Mark Cavendish m’a donné une fois le regard.

C’était une interview dans le hall d’un hôtel du Yorkshire ; il était un peu en retard et s’est excusé abondamment, puis a répondu aux questions sur le Tour de France avec enthousiasme et détail. Pour une raison quelconque, je pensais que 10 minutes de conversation fluide faisaient de moi son confident de confiance, alors je l’ai regardé dans les yeux et lui ai demandé: combien voulez-vous battre le record d’étape du Eddy Merckxs Tour? Il a haussé les épaules. Mais qu’est-ce que cela signifierait pour vous ? Il est devenu silencieux. Ne couronnerait-il pas votre héritage ?

Le regard était quelque part dans le diagramme de Venn de la colère et du dédain, et je m’attendais à moitié à ce qu’il s’en aille. Il est resté, mais pendant ce bref instant, j’ai senti le plus doux des aiguillons de sa fameuse pointe. On a demandé à Cavendish ce qu’il avait appris d’une journée difficile sur le vélo. Que les journalistes posent parfois des putains de questions stupides, a-t-il répondu.

Les coéquipiers, le personnel et les rivaux ont tous senti la langue acérée de Cavendish. Il claquait les portes si une scène ne se déroulait pas comme prévu. Des casques ont été jetés.

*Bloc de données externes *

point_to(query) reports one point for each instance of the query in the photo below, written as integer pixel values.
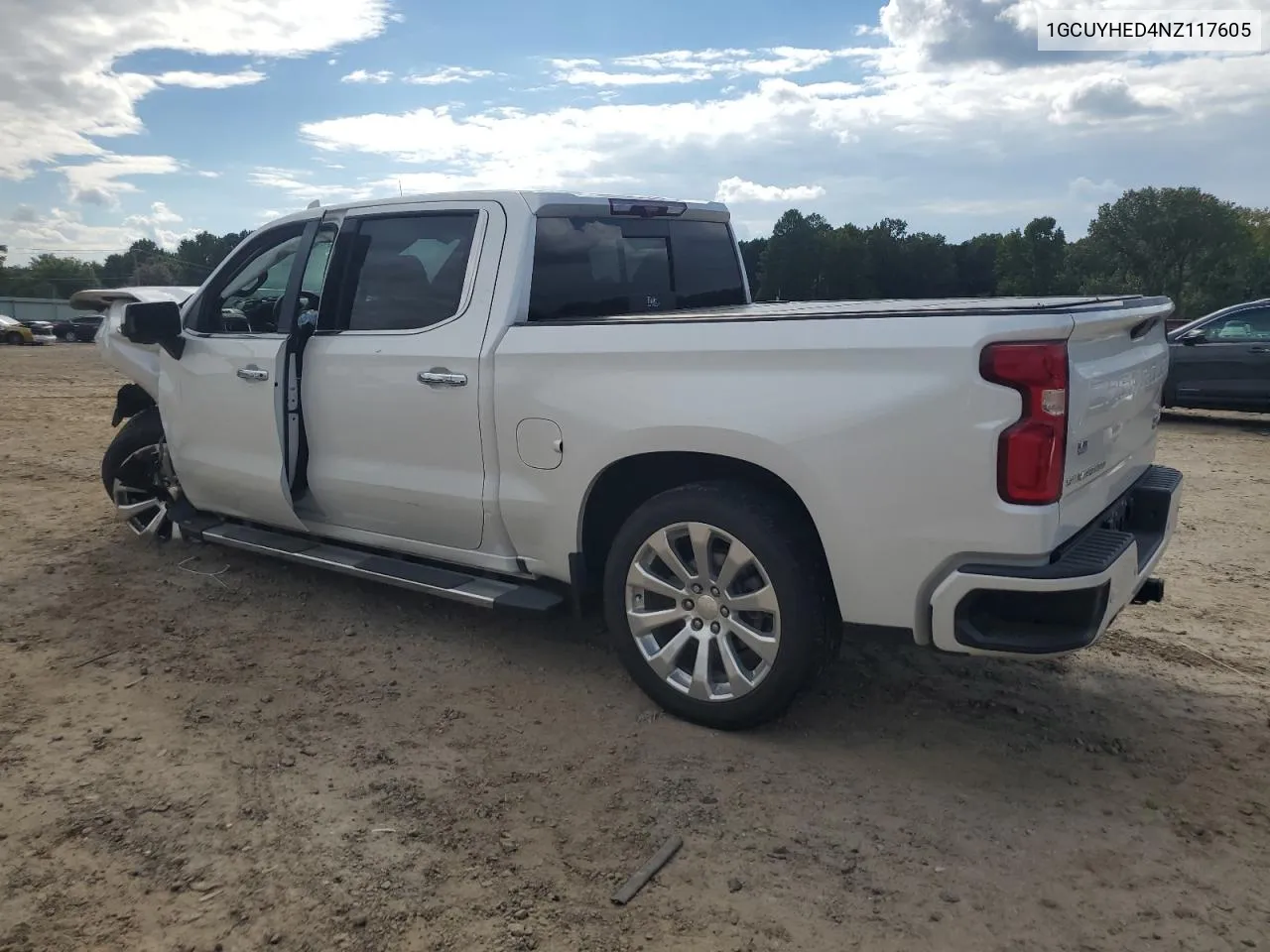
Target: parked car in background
(14, 331)
(1222, 361)
(41, 330)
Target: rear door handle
(441, 377)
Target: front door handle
(441, 377)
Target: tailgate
(1118, 359)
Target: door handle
(441, 377)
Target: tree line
(1184, 243)
(1202, 252)
(144, 263)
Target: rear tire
(763, 643)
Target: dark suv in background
(1222, 361)
(79, 327)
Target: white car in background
(14, 331)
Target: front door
(391, 380)
(222, 402)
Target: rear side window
(405, 272)
(587, 267)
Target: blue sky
(146, 118)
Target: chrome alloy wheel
(144, 489)
(702, 611)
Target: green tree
(1178, 241)
(197, 257)
(794, 264)
(50, 276)
(1030, 261)
(975, 262)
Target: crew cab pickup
(535, 402)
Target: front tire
(135, 472)
(717, 599)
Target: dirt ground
(200, 749)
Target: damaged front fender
(130, 402)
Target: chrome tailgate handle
(441, 377)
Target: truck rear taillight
(1030, 454)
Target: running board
(434, 580)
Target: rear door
(222, 402)
(1118, 358)
(391, 380)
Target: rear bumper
(1067, 603)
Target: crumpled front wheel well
(130, 402)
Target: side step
(435, 580)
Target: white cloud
(209, 80)
(363, 76)
(58, 58)
(102, 181)
(155, 225)
(298, 186)
(63, 231)
(737, 189)
(677, 66)
(985, 140)
(445, 75)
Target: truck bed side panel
(880, 424)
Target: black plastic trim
(1049, 622)
(728, 313)
(529, 598)
(1141, 515)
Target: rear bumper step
(453, 584)
(1069, 602)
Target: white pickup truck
(536, 400)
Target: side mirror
(155, 322)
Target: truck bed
(889, 307)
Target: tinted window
(1243, 325)
(595, 267)
(248, 299)
(407, 272)
(706, 273)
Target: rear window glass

Nous nous sommes tenus dans le bus après les courses et nous nous sommes criés dessus, me dit son ancien meneur Mark Renshaw.

L’allié le plus proche de Cavendish lors du Tour 2021, Michael Morkov, dit avoir passé un mois dans les poches de l’autre : C’est définitivement un personnage, donc il y a des hauts et des bas. Il a un sacré tempérament.

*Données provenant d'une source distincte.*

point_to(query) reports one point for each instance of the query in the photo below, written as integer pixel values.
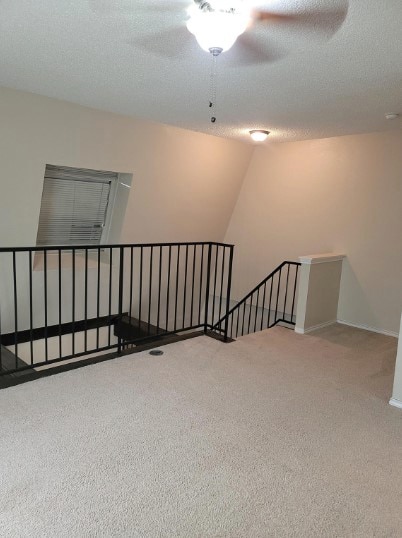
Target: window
(76, 206)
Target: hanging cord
(213, 84)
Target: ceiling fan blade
(325, 21)
(249, 50)
(171, 43)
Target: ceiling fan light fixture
(258, 135)
(217, 29)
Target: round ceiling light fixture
(259, 135)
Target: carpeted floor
(275, 435)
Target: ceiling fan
(251, 25)
(219, 24)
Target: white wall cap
(321, 258)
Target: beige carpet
(275, 435)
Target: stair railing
(271, 302)
(59, 303)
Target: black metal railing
(271, 302)
(60, 303)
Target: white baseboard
(368, 328)
(395, 403)
(300, 330)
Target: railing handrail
(264, 281)
(108, 246)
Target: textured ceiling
(137, 58)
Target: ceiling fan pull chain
(212, 102)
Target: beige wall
(334, 195)
(184, 187)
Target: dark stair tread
(9, 362)
(134, 329)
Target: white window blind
(74, 206)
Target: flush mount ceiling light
(258, 135)
(216, 25)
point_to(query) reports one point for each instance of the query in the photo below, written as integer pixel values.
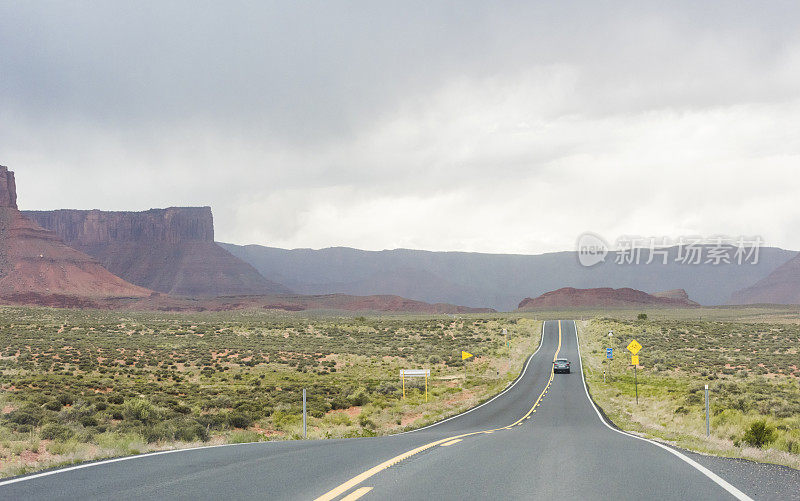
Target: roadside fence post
(708, 422)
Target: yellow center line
(341, 489)
(357, 494)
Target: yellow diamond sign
(634, 347)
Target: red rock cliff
(8, 188)
(94, 227)
(167, 250)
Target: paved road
(542, 438)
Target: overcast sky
(474, 126)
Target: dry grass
(671, 402)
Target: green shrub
(53, 405)
(191, 431)
(55, 431)
(759, 434)
(238, 419)
(141, 410)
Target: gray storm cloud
(508, 127)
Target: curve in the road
(346, 486)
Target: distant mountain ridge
(168, 250)
(782, 286)
(35, 262)
(498, 281)
(606, 297)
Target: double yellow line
(341, 489)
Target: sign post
(465, 355)
(634, 348)
(708, 422)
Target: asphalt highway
(540, 439)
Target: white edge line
(702, 469)
(112, 460)
(158, 453)
(519, 378)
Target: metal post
(708, 422)
(305, 430)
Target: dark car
(561, 365)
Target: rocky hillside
(606, 297)
(167, 250)
(782, 286)
(493, 280)
(35, 262)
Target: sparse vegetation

L’un des plus grands rivaux de Cavendish, Marcel Kittel, raconte une histoire du Tour en 2012. Sur la ligne de départ à différentes étapes, cela s’est produit plus d’une fois, il n’était pas satisfait de son ordinateur de vélo et il criait et criait après son mécanicien, à côté de tous les autres coureurs. Tout le monde regardait juste ailleurs [thinking] vous ne pouvez pas faire ça Cav, c’est vraiment fou et c’est vraiment irrespectueux.

Mais tout le monde en même temps était comme, il peut en fait être un gars vraiment sympa. C’est juste lui.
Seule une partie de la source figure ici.